By Sister Janet M. Peterworth, OSU

They did not think it was going to end this way. The women did not dream they would be standing at the foot of a cross. But death is women’s work. Blood is women’s mark. While the other Evangelists mention women at a distance, it is John alone who notes that the women known as Mary, Jesus’ mother; her sister, Mary the wife of Clopas; and Mary from Magdala were standing near the cross, perhaps under the cross. And they were courageous, and they stood there because perfect love casts out fear.

Women are not afraid of death. In many cultures and down through the ages, it is women who prepare bodies for the grave and women who wash and clean the bodies and wrap them for burial processions. And more recently, it is sometimes women who accompany death row inmates to their final chamber.

Women are not afraid of blood either, for it is the flow of blood that turns a little girl into a young woman and it is the stopping of that flow of blood that turns a mature woman into a wisdom-filled crone. Women give birth in blood and water and thereafter stop bloody noses and tend to bloody knees and elbows.   

The women near that cross were not afraid to look upon the bloodied head of Jesus nor the blood that spurted from the hands and feet when spikes were hammered through them. These women did not turn away or swoon when blood and water came from the pierced side of Jesus. Women stood under that cross and from then on women understood that cross.

They didn’t think it was going to end this way, but it had to. Jesus died this way because of the way he lived.
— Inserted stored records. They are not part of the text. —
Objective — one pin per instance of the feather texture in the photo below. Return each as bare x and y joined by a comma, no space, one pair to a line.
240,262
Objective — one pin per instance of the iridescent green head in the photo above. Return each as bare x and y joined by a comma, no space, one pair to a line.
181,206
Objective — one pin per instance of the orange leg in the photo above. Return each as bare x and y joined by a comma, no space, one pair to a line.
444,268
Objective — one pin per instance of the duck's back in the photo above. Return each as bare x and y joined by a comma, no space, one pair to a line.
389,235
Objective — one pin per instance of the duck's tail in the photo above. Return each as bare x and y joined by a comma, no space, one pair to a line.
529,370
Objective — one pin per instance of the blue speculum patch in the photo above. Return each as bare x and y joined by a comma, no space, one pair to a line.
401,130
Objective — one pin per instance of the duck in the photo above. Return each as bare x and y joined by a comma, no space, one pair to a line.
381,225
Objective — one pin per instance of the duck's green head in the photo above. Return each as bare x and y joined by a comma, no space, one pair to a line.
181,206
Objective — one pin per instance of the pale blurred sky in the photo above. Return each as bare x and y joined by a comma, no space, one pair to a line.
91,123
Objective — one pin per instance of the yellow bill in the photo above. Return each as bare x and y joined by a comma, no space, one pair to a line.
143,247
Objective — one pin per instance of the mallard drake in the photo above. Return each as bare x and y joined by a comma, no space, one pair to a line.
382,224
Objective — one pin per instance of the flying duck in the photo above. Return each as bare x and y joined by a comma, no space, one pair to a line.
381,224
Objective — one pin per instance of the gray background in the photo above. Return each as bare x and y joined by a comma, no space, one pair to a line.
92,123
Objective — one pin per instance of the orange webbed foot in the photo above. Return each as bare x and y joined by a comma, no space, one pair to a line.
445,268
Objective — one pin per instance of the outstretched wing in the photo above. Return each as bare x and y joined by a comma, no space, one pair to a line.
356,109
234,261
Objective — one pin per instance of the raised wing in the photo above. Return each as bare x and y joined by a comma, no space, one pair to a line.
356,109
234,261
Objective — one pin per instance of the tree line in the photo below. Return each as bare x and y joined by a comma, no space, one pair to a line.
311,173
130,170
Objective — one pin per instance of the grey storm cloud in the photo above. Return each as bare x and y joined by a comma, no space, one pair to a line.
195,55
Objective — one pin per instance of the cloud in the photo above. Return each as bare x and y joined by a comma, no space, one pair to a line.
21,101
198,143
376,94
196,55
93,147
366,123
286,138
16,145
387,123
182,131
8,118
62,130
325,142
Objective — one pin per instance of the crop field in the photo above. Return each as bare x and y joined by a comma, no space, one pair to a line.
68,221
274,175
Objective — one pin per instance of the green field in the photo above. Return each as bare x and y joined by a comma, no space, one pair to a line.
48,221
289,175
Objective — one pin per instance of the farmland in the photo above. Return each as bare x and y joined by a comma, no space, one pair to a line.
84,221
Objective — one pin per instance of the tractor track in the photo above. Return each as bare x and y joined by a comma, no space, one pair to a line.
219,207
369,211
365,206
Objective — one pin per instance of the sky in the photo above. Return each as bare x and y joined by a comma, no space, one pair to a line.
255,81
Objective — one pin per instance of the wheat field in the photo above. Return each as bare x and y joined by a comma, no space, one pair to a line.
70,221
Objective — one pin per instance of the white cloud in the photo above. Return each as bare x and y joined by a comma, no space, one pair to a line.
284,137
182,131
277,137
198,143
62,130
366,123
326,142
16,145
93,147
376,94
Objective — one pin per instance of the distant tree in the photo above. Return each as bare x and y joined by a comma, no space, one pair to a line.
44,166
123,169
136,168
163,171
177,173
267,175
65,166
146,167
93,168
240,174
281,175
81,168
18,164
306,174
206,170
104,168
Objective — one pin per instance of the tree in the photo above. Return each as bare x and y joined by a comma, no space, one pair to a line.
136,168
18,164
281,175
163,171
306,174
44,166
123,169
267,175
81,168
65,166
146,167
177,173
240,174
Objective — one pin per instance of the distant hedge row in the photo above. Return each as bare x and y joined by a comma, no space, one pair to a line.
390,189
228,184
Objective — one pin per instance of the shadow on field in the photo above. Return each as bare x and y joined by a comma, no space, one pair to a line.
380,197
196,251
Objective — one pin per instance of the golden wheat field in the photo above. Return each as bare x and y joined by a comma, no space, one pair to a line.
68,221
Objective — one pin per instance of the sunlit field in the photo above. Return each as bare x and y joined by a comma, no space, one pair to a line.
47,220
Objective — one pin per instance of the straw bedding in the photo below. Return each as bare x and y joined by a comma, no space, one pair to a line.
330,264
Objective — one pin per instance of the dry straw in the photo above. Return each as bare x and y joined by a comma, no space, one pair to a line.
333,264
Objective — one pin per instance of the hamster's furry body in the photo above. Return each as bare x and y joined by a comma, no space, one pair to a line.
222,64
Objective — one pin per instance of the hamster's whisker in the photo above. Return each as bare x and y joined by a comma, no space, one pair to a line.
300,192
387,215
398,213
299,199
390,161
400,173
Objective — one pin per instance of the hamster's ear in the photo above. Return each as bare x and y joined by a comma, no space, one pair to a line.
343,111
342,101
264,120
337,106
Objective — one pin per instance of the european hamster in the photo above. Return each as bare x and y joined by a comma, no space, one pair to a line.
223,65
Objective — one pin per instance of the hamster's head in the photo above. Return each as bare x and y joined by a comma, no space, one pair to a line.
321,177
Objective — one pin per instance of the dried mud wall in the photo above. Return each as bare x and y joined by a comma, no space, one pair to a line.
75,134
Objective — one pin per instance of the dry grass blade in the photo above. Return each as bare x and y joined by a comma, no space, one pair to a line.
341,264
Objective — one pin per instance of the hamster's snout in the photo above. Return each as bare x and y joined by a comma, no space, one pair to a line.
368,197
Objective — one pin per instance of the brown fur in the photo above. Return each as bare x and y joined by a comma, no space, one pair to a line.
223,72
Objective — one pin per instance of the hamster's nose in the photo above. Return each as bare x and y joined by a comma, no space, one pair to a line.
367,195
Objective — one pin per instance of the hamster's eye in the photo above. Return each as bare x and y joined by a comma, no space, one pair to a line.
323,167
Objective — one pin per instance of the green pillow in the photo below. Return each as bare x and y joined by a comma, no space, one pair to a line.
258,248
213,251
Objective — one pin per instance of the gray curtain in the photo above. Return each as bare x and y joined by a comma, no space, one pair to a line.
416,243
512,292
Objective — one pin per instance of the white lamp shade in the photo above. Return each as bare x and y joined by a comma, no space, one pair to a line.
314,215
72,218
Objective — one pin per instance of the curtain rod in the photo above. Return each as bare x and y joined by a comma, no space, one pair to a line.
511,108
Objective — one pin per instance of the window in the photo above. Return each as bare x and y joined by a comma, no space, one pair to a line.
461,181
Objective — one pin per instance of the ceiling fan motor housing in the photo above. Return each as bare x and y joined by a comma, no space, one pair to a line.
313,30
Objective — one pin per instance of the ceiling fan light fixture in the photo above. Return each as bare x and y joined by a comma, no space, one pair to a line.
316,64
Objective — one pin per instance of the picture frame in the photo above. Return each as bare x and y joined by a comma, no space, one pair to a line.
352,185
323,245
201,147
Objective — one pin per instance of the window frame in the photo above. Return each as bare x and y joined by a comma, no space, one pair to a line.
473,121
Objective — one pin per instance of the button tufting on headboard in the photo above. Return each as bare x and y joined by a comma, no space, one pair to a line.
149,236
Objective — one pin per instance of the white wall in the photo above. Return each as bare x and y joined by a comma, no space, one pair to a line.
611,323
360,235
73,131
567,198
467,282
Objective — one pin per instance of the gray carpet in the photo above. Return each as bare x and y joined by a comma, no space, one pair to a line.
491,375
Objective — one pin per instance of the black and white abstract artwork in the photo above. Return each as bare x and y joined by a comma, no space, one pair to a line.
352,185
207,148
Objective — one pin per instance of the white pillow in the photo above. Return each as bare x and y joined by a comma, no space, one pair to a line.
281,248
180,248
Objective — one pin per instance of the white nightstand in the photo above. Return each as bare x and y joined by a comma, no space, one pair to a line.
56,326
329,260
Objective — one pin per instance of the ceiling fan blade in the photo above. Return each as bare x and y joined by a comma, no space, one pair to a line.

Jesus lived a life of love and service and devotion especially to those who were on the margins…a woman who wanted only the scraps from the table, a woman who believed enough that she just needed to touch his hem, a little girl who was dead but then stood up and ate, a woman who had had five husbands, and a shunned woman who washed his feet with her tears and dried them with her hair. Those women knew Jesus as compassionate friend, liberator from burdens, consoling friend in sorrows, and ally of women’s strivings.

The blessing that women find in their relationship with Jesus today is no longer just private and spiritual—it is moving them into public and social domains and it inspires in them the struggle for freedom from structures of domination in every dimension of life. It is women’s relationship to Jesus that gives them courage to call the Church and society to conversion of hearts, minds, and structures that can reflect the reign of God through Jesus.

It wasn’t supposed to end this way. These women were not supposed to be standing under a cross, but thanks be to God, Good Friday did end this way, so that some women could find an empty tomb on Easter Sunday and go tell the men, “He is risen, He is not here.”

 

Standing by the cross of Jesus were his mother
and his mother’s sister, Mary the wife of Clopas,
and Mary of Magdala.
When Jesus saw his mother and the disciple there whom he loved
he said to his mother, “Woman, behold, your son.”
Then he said to the disciple,
“Behold, your mother.”
And from that hour the disciple took her into his home.

After this, aware that everything was now finished, 
in order that the Scripture might be fulfilled, 
Jesus said, “I thirst.”
There was a vessel filled with common wine.
So they put a sponge soaked in wine on a sprig of hyssop 
and put it up to his mouth.
When Jesus had taken the wine, he said,
“It is finished.”
And bowing his head, he handed over the spirit.